First, you should be aware that 2004 was the last year of the 996 design, not 2003. Supposedly, Porsche revised the rear main seal / crankcase design for the 997 model (2005+) but there have still been a few isolated reports of leaks.
According to my dealer (former factory engineer) nyccarguy is correct in that improper break in was often, but not always, the culpret relative to cars that developed RMS leaks. Any used 911 purchase should involve a pre-purchase full mechanical inspection.
The previous air cooled model (993) is considered by many enthusaists a classic, and it is often worth more than a newer, lower mileage 996 in the used car market. The 996 is considered a bit of a hiccup in the design evolution, with the "fried egg" headlights and more streamlined (less aggressive) looking rear end. The downside to the 993's is that they will be 9+ years old, require more maintenance, and I don't think you can get an extended warranty, The 997 model was designed to be a low maintenance car, with the first regular service at 20k miles or 2 years. I had my oil changed at 10k miles out of anxiety, but was told it wasn't necessary by two factory reps.
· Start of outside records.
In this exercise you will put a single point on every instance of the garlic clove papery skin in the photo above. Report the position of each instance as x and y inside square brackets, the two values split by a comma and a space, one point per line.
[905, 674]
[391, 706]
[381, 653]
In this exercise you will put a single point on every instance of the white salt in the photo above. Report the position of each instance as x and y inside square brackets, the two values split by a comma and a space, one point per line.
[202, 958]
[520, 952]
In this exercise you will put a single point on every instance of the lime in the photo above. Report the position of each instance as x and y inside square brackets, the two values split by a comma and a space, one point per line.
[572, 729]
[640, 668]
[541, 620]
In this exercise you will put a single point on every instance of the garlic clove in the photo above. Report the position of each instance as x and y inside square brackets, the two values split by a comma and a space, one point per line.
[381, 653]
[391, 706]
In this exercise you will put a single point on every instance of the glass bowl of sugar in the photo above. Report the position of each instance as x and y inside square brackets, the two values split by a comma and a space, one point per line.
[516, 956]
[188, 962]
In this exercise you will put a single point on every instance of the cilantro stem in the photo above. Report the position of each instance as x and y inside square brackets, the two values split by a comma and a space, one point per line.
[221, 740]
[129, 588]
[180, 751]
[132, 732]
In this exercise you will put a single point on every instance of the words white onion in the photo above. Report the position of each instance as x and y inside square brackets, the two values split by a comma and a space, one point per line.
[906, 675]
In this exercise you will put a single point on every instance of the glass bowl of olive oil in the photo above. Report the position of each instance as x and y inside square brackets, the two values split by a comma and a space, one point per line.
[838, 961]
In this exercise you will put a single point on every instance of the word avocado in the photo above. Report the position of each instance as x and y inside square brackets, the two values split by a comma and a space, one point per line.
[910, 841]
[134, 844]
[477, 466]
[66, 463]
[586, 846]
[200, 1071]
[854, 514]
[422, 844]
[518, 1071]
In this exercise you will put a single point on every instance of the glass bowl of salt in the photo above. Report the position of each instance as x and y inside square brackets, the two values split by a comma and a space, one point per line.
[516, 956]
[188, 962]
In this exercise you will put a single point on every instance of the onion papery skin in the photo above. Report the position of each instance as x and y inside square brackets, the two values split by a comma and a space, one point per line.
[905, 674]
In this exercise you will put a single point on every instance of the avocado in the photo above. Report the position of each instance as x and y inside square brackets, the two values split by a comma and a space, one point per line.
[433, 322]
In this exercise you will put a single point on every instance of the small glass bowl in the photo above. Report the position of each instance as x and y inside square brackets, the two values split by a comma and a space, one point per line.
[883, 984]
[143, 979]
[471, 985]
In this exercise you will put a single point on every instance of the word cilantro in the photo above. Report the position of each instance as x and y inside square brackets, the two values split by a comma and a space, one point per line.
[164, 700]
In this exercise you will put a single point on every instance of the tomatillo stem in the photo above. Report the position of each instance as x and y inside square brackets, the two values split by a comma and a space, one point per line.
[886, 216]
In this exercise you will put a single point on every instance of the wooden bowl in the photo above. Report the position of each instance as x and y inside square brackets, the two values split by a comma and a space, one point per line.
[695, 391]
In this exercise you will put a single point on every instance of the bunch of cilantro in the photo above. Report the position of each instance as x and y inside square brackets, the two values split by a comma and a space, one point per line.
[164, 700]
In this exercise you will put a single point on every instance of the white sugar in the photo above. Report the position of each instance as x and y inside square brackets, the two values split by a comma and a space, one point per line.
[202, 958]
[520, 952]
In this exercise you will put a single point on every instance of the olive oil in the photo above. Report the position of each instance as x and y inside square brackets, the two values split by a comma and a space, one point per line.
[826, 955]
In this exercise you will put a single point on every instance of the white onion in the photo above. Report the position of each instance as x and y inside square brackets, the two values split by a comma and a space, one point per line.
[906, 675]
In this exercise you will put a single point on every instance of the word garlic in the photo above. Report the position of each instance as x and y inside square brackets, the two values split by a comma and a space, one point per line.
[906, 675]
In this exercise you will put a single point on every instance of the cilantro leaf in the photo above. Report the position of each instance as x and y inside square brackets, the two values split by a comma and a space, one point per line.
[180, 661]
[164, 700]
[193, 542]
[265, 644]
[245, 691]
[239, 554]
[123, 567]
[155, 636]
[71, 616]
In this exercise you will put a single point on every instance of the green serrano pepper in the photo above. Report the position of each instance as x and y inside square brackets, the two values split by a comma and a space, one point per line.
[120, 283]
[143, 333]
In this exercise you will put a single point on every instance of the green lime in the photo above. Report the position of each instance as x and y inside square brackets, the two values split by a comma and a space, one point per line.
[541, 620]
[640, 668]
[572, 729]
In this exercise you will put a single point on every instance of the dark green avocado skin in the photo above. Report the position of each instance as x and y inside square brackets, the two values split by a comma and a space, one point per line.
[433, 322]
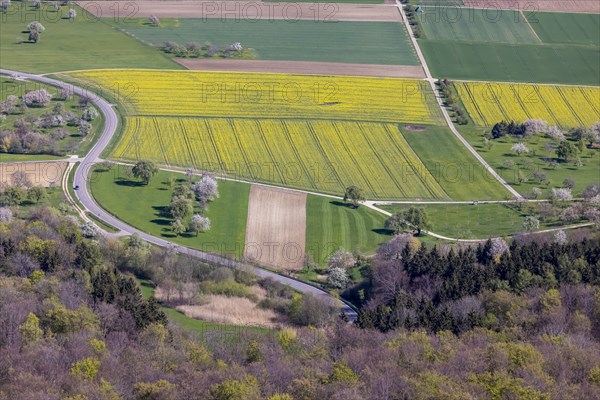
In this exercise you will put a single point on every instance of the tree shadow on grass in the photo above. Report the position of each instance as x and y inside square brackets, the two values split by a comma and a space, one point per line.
[161, 221]
[383, 231]
[342, 204]
[162, 211]
[127, 182]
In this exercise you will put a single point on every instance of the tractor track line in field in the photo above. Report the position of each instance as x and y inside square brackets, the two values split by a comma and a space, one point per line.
[431, 81]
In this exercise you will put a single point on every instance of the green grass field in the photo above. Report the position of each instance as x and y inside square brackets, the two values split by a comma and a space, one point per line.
[509, 62]
[500, 153]
[455, 169]
[67, 45]
[465, 221]
[144, 207]
[345, 42]
[554, 48]
[567, 28]
[466, 24]
[332, 224]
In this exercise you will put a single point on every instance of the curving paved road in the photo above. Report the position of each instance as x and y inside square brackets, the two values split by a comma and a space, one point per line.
[440, 101]
[81, 178]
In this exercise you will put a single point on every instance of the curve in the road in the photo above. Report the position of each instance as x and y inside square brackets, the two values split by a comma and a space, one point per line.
[83, 194]
[440, 101]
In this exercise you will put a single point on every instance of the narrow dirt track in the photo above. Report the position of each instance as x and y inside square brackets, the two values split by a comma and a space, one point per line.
[533, 6]
[86, 199]
[276, 228]
[303, 68]
[243, 10]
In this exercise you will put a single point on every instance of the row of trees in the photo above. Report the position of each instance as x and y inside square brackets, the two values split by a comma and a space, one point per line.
[74, 328]
[194, 50]
[447, 290]
[41, 134]
[446, 88]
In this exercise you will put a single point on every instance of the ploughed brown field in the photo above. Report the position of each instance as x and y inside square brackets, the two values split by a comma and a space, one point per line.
[244, 10]
[303, 67]
[39, 173]
[528, 6]
[276, 228]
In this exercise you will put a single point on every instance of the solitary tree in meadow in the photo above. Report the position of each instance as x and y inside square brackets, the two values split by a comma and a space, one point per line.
[417, 217]
[4, 6]
[36, 194]
[565, 151]
[520, 148]
[178, 227]
[154, 21]
[181, 208]
[199, 223]
[531, 223]
[144, 170]
[35, 29]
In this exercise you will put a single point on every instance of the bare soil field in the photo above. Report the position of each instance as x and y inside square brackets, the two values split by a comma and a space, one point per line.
[243, 10]
[303, 67]
[39, 173]
[276, 228]
[531, 6]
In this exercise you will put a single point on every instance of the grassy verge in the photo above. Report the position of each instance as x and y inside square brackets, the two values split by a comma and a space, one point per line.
[5, 157]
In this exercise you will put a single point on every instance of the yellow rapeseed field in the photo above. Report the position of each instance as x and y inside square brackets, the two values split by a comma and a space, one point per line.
[564, 106]
[318, 133]
[318, 155]
[222, 94]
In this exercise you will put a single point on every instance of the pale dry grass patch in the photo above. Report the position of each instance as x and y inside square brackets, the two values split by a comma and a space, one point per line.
[233, 310]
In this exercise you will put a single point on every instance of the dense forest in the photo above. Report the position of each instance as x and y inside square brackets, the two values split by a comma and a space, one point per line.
[503, 320]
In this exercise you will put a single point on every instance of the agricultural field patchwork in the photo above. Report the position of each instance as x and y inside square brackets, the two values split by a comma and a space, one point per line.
[508, 45]
[567, 28]
[80, 43]
[335, 131]
[303, 40]
[332, 225]
[564, 106]
[448, 22]
[214, 94]
[318, 155]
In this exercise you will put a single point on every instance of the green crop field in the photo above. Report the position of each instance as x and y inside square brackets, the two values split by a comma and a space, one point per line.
[567, 28]
[332, 224]
[144, 207]
[456, 170]
[509, 62]
[341, 41]
[554, 48]
[459, 23]
[67, 45]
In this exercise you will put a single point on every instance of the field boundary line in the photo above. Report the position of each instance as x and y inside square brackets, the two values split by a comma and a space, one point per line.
[531, 27]
[449, 122]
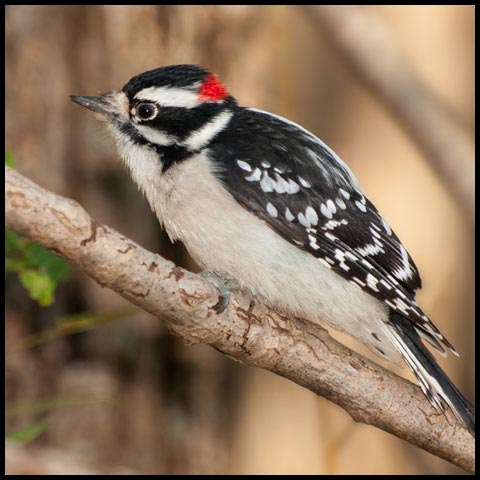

#1862 of 2175 Re: 911 Engines and Advice for 1st time buyer [porsche4me2]
May 06, 2008 (10:04 pm)
I just bought a 2006 911 coup with 13000 miles, certified pre-owned, and I'm love'n it. Can't wait to get home to drive it, and take the long way home when I'm in it. I read that the 997's were 80% redesigned - new and improved. I've heard that a certified porsche can't even have a door panel painted or it would not qualify. If you're a newbie, like me, I think a 997, certified pre-owned from a prosche dealer with the extended warranty and wheel and tire protection, is the only way to go.
#1863 of 2175 Porsche active suspension management
May 06, 2008 (10:29 pm)
With pasm in normal mode, is the ride on a bumpy road more comfortable than in a base 911 (without pasm as an option)? I read a thread somewhere on this forum with conflicting answers. Some said pasm in normal is just like the ride of a base 911. Some said it was different. What is the real deal? I don't think I could ever part with my 2006 911, but if I did, would there be a benefit of getting pasm for people like me who do not go to the race track?
#1864 of 2175 Re: Porsche active suspension management [buylow]
May 07, 2008 (2:18 am)
With pasm in normal mode, is the ride on a bumpy road more comfortable than in a base 911 (without pasm as an option)?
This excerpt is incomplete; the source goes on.